Importance: The risk of cardiovascular disease (CVD) after infection is poorly understood.
Objective: To determine whether hospitalization for pneumonia is associated with an increased short-term and long-term risk of CVD.
Design, settings, and participants: We examined 2 community-based cohorts: the Cardiovascular Health Study (CHS, n = 5888; enrollment age, ≥65 years; enrollment period, 1989-1994) and the Atherosclerosis Risk in Communities study (ARIC, n = 15,792; enrollment age, 45-64 years; enrollment period, 1987-1989). Participants were followed up through December 31, 2010. We matched each participant hospitalized with pneumonia to 2 controls. Pneumonia cases and controls were followed for occurrence of CVD over 10 years after matching. We estimated hazard ratios (HRs) for CVD at different time intervals, adjusting for demographics, CVD risk factors, subclinical CVD, comorbidities, and functional status.
Exposures: Hospitalization for pneumonia.

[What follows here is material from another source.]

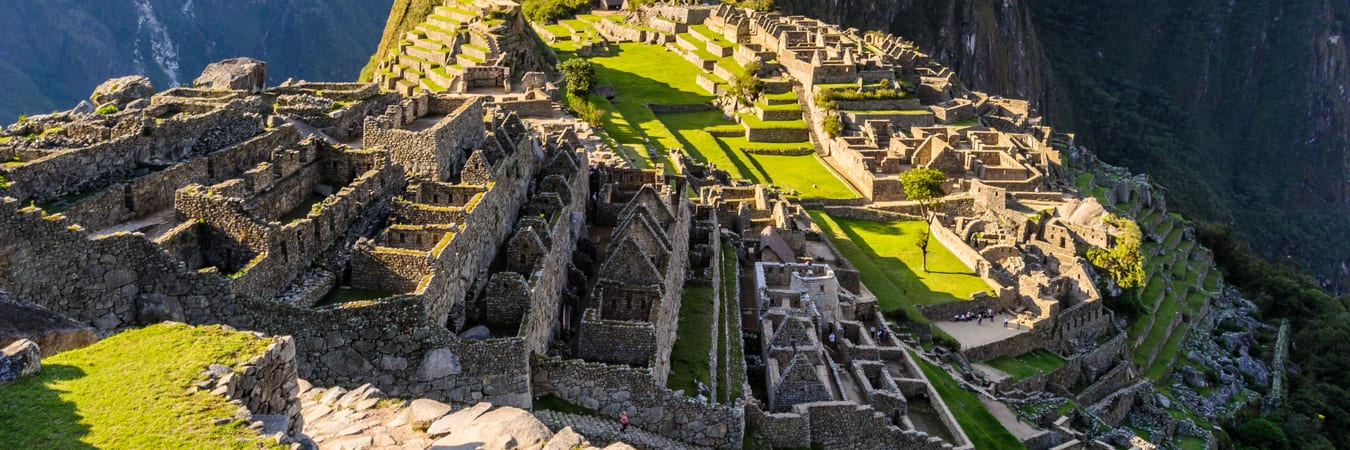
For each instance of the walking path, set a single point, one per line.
(602, 433)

Main outcomes and measures: Incident CVD (myocardial infarction, stroke, and fatal coronary heart disease).
Results: Of 591 pneumonia cases in CHS, 206 had CVD events over 10 years after pneumonia hospitalization. CVD risk after pneumonia was highest in the first year. CVD occurred in 54 cases and 6 controls in the first 30 days (HR, 4.07; 95% CI, 2.86-5.27); 11 cases and 9 controls between 31 and 90 days (HR, 2.94; 95% CI, 2.18-3.70); and 22 cases and 55 controls between 91 days and 1 year (HR, 2.10; 95% CI, 1.59-2.60). Additional CVD risk remained elevated into the tenth year, when 4 cases and 12 controls developed CVD (HR, 1.86; 95% CI, 1.18-2.55). In ARIC, of 680 pneumonia cases, 112 had CVD over 10 years after hospitalization. CVD occurred in 4 cases and 3 controls in the first 30 days (HR, 2.38; 95% CI, 1.12-3.63); 4 cases and 0 controls between 31 and 90 days (HR, 2.40; 95% CI, 1.23-3.47); 11 cases and 8 controls between 91 days and 1 year (HR, 2.19; 95% CI, 1.20-3.19); and 8 cases and 7 controls during the second year (HR, 1.88; 95% CI, 1.10-2.66). After the second year, the HRs were no longer statistically significant.
Conclusions and relevance: Hospitalization for pneumonia was associated with increased short-term and long-term risk of CVD, suggesting that pneumonia may be a risk factor for CVD.